Do you want Gozo to remain different from Malta, that is, not only having its own representatives in Parliament, chosen from Gozo, but also representatives in the Gozo Civic Council which, amongst other powers, has that of imposing special taxes on the Gozitans to be spent according to the wishes of the people of Gozo?

==Results==

| Choice | Votes | % |
| For | 137 | 76.97 |
| Against | 41 | 23.03 |
| Invalid/blank votes | 17 | – |
| Total | 195 | 100 |
| Registered voters/turnout | 15,621 | 1.25 |
Source: Elections in Malta

==Outcome==
Despite the exceptionally low turnout of just 1.25%, the Government proceeded with its plans to abolish the Gozo Civic Council. Government administration in Gozo was centralised in Valletta and Gozitan affairs became the direct responsibility of the Office of the Prime Minister.

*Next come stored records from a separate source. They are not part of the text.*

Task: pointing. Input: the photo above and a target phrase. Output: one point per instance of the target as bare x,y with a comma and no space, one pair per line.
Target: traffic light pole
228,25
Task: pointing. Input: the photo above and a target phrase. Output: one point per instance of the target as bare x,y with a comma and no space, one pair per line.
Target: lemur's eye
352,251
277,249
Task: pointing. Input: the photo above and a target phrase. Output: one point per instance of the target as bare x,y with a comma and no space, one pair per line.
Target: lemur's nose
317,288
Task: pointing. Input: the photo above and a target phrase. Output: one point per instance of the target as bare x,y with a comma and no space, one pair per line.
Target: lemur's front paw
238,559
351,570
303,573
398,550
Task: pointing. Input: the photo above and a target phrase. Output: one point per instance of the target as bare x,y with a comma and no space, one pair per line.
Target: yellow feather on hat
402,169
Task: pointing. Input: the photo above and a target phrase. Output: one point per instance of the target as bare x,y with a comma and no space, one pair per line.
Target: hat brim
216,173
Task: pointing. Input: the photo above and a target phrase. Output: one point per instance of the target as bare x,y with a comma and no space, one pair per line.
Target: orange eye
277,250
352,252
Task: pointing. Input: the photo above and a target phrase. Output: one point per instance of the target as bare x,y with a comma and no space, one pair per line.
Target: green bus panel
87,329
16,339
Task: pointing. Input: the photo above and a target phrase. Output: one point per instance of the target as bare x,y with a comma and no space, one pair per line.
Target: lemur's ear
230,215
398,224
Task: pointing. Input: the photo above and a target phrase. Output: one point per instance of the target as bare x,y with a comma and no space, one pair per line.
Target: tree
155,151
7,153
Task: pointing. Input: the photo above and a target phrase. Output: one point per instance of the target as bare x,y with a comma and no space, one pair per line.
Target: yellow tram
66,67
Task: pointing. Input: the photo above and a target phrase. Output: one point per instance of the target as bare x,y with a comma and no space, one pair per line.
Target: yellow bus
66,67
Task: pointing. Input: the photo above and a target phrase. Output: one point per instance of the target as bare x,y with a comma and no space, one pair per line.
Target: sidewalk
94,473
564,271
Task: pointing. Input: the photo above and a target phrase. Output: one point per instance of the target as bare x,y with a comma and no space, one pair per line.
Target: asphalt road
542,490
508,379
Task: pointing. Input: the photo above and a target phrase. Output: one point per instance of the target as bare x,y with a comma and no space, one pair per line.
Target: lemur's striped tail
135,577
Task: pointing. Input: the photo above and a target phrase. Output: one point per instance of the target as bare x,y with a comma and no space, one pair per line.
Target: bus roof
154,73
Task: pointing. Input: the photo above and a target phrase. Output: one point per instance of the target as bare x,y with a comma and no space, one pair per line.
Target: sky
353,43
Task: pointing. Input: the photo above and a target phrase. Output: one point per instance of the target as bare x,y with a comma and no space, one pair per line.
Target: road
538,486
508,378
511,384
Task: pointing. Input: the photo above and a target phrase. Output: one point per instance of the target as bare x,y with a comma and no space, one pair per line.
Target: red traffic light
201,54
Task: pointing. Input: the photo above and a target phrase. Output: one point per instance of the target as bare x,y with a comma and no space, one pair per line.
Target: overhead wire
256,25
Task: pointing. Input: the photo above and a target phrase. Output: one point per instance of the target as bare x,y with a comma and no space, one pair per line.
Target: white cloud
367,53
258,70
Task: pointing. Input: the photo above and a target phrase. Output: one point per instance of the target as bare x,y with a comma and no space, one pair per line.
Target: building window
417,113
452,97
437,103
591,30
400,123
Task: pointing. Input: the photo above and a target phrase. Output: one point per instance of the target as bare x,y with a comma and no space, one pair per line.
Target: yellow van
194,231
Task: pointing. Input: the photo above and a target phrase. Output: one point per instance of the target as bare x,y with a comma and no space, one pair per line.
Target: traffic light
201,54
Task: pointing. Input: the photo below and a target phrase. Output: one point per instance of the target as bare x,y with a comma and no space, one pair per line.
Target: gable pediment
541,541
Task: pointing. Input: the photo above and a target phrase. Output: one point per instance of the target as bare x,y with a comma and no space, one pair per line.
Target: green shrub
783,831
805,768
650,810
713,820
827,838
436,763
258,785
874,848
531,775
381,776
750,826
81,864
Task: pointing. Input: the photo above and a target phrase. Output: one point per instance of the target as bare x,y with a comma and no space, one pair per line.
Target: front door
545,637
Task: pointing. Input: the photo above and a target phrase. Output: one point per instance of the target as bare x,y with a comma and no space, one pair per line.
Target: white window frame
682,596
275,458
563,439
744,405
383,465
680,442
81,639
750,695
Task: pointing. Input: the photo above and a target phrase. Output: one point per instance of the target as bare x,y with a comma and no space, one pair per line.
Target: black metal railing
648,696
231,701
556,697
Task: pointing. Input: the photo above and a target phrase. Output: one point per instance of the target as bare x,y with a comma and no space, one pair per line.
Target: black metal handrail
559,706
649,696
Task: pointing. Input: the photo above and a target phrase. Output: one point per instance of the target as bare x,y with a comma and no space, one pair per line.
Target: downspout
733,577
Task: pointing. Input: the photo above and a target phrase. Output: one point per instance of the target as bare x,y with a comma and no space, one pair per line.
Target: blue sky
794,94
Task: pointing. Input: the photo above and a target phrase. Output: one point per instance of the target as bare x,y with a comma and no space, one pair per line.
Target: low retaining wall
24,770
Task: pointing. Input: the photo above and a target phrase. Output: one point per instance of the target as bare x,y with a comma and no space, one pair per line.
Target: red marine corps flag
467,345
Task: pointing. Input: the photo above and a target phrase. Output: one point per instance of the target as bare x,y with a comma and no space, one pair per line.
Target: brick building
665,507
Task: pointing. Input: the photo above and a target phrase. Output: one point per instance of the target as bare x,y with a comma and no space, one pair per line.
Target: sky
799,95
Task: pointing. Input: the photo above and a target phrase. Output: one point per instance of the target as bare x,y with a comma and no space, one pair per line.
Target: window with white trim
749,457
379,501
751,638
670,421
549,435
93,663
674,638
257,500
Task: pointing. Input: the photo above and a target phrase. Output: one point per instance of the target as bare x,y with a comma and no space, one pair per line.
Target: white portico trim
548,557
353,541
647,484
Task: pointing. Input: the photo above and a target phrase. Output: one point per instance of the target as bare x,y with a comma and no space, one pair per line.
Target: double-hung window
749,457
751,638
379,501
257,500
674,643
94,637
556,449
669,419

In the mid-1980s attempts were made to set up a Gozo committee, chaired by the prime minister and with the Gozitan members of Parliament as members. However, it was only in 1987 that the Ministry of Gozo was set up (demoted to a Parliamentary Secretariat between 1996 and 1998). Local government in the Gozitan localities was restored with the introduction of local councils in 1993 with Gozo having 14 councils.

A Gozo Regional Committee was created by Act No. XVI of 2009 and was formally constituted in 2012.